I had both set up as SHR volumes. So they could realistically lose a single drive and be fine.

So both volumes on each NAS were in drive failure. With SHR, you can pull a drive and insert any size drive in its place. So long as it meets some specific criteria (like not going over 16TB on a 32-bit kernel) you can then add that drive to the current volume. I use this to my advantage by taking out a smaller drive and reinstalling a larger drive to increase my array size. It takes a few days to change out an entire array since it requires a data integrity check on the new drive before the NAS can insert the drive space into its current volume.

So now that I’ve done that and put five 8TB drives into the NAS, I now have a full 29TB of free space to play with.

Transfer all of my data from the old NAS and voila!

The DS1515+ is noticeably faster than the DS415play. I had assumed that it would be for raw data transfers since it’s a better processor and has a 64-bit OS running the show.

However, the DS415play was billed as a media center device and I was shocked to see transfers in my media along the lines of actual on system storage with the DS1515+. Most of my media usage is via kodi (on a mac mini front end) or an iPad using the Synology apps. In both cases, the snappiness is extraordinary. I had forgotten how zippy my old stuff was with kodi (called xbmc back then) installed on an HP workstation with 8TB of space internally. Those were zippy SAS type drives as well.
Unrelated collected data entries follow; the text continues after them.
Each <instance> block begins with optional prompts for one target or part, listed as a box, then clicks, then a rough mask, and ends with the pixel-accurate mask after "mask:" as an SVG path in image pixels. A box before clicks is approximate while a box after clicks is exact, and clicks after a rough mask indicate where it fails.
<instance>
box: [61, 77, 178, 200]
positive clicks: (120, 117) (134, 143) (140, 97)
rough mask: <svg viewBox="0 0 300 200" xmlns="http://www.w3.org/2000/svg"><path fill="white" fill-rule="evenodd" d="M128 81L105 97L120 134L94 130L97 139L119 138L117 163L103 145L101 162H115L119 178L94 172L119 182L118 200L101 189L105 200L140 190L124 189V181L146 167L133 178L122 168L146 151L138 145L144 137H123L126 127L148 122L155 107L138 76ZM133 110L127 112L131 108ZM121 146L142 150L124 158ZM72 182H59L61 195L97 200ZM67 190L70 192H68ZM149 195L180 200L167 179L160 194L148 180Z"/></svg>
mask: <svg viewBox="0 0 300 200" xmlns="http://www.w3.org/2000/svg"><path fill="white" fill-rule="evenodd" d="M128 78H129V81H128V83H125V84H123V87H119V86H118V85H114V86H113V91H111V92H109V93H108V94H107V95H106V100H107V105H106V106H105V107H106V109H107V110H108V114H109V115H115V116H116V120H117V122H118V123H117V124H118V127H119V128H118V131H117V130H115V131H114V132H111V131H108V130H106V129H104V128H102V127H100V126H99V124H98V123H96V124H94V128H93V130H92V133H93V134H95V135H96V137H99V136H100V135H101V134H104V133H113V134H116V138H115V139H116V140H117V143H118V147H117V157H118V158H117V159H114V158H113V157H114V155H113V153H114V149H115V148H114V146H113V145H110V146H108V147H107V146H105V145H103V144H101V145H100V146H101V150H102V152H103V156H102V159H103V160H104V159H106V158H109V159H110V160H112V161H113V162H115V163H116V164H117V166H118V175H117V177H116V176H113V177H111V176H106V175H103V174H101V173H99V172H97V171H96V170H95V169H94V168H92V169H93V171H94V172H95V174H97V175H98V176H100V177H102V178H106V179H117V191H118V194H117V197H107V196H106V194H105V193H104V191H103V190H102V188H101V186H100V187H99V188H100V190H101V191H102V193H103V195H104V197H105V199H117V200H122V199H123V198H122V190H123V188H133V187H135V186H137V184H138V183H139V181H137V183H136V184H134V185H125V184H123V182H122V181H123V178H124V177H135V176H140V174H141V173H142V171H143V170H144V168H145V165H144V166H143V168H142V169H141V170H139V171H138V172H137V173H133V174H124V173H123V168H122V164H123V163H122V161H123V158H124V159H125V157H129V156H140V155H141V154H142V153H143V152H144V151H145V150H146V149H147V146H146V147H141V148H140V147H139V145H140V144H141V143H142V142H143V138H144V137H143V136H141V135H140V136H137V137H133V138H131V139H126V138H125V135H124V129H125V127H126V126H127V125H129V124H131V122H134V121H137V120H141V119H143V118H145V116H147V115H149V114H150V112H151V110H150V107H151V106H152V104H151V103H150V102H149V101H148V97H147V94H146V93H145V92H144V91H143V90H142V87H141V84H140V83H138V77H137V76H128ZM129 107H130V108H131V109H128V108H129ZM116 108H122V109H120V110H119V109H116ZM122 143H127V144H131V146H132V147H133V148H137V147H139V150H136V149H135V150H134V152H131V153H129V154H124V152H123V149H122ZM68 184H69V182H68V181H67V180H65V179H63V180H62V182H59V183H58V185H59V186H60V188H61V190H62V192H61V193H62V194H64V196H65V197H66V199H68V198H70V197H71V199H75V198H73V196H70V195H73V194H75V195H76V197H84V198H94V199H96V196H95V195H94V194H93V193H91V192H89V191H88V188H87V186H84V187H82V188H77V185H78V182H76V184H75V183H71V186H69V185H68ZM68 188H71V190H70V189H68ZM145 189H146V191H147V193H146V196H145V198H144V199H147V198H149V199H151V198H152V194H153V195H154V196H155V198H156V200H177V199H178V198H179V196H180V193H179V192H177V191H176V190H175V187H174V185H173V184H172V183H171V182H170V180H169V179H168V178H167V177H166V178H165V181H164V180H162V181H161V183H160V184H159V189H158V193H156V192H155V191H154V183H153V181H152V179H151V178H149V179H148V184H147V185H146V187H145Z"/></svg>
The speeds on the DS1515+ running on my internal network are just as zippy. Even with a bottlenecked switch I had to replace when the previous one failed. (I have too many switches in my basement rack, I fear).

So the upside is that I now have a very large amount of storage, a snappier system and better reliability with more drives.

Note to my dev friends: There are a ton of packages to build your own home based dev studio. I guess exFAT support does cost $3.99 though.

Synology_DSM6_001

Synology_DSM6_002

It is utterly amazing how much awesome they package into a Synology NAS.

iTunes server? Done.

VPN server? Done.

RADIUS server? Done.

Mail? SSO? Proxy?

Done. Done. DONE!

I have 2 of these at work which helped to make my decision on using it at home. However, at work, I only use them for fileservers and iSCSI targets and don’t have a lot of comparative analysis to go from other than a binary “it works/it’s broken” type of view. With that said, I had to transfer about 150GB of data (over 200,000 files in almost 30,000 folders) on an iSCSI interface between a server running Windows Server 2008 r2 and the Synology DS1515+. It was transferring files at 160MB/s at times.

Blazing fast transfers, in other words.

Yes. I’ll take one please.

Definitely something special here. And I can access my data remotely through their apps. Even better.